# Roof Leaking at Step Flashing



## Bossssss (Aug 14, 2020)

I have a roof leaking at the step flashing, where an upper-level wall/siding intersects with a lower level roofline (garage roof). The siding was replaced 2 years ago and I can see that they used nails to attach the j-channel at the bottom of the wall along the roofline. So more than likely those nails are going through the step flashing. Do you think that it could be leaking at those nail holes? The roof was replaced maybe ~15 years ago and I’m guessing the step flashing it at least that old (the home was built in 1993). Any advice would be much appreciated.

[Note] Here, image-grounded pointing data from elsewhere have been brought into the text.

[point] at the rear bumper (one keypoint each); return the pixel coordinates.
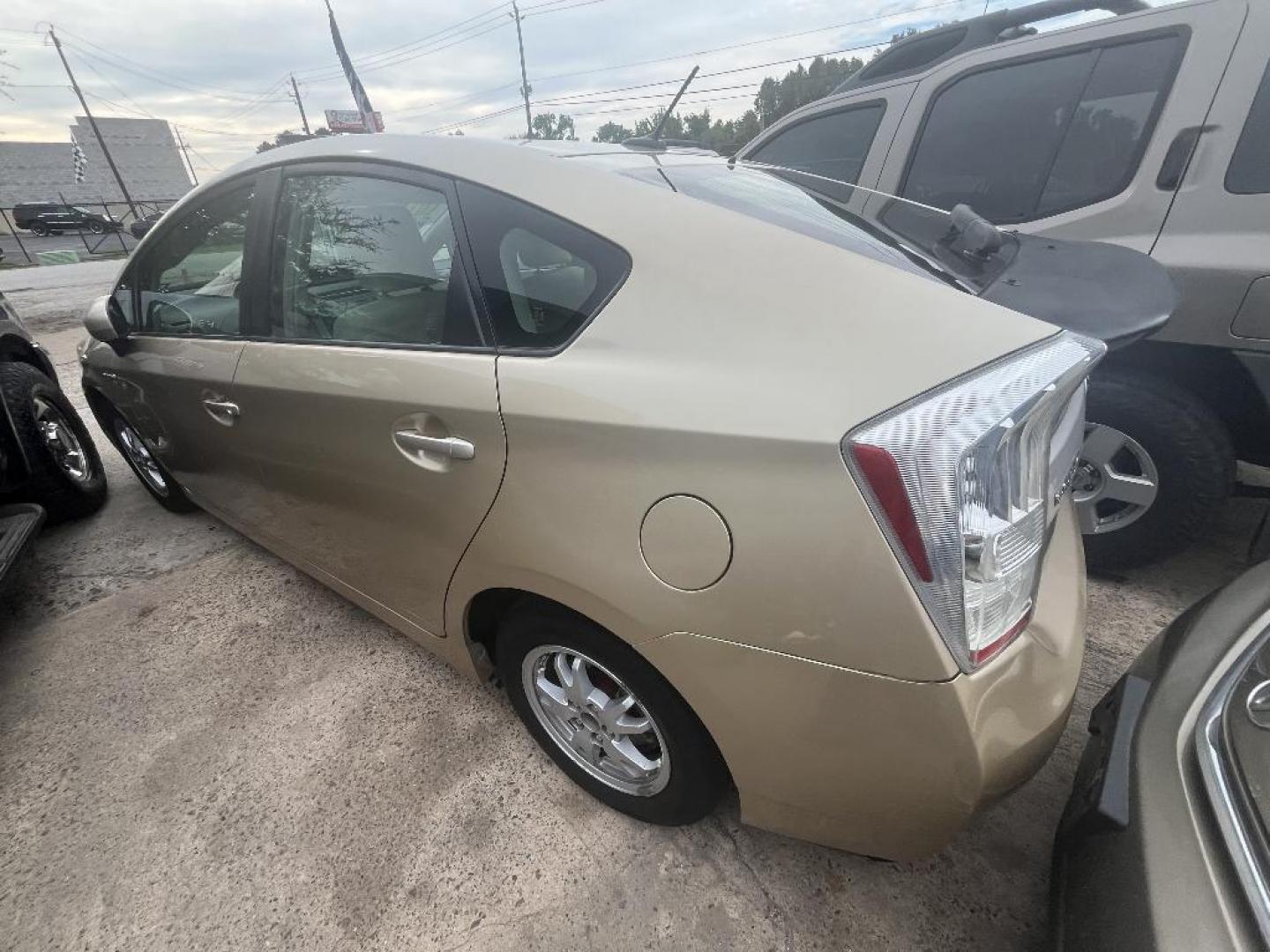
(882, 766)
(1139, 862)
(19, 524)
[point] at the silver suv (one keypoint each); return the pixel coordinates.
(1148, 129)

Here are some pics for reference.
https://photos.app.goo.gl/T75266fCvYzXahVy7 6

Thanks for the help!


----------



## roofermann (Jul 7, 2012)

Your pic link is broken. Try uploading your pic/s to an image host and posting that link. Imgur is safe and user friendly.


https://imgur.com/


----------



## Bossssss (Aug 14, 2020)

Sorry the link was broken. Here is an updated link.
https://photos.app.goo.gl/T75266fCvYzXahVy7


----------



## roofermann (Jul 7, 2012)

You are probably correct in assuming there's a problem with the step flashing at or uphill from where the water is entering the attic.


----------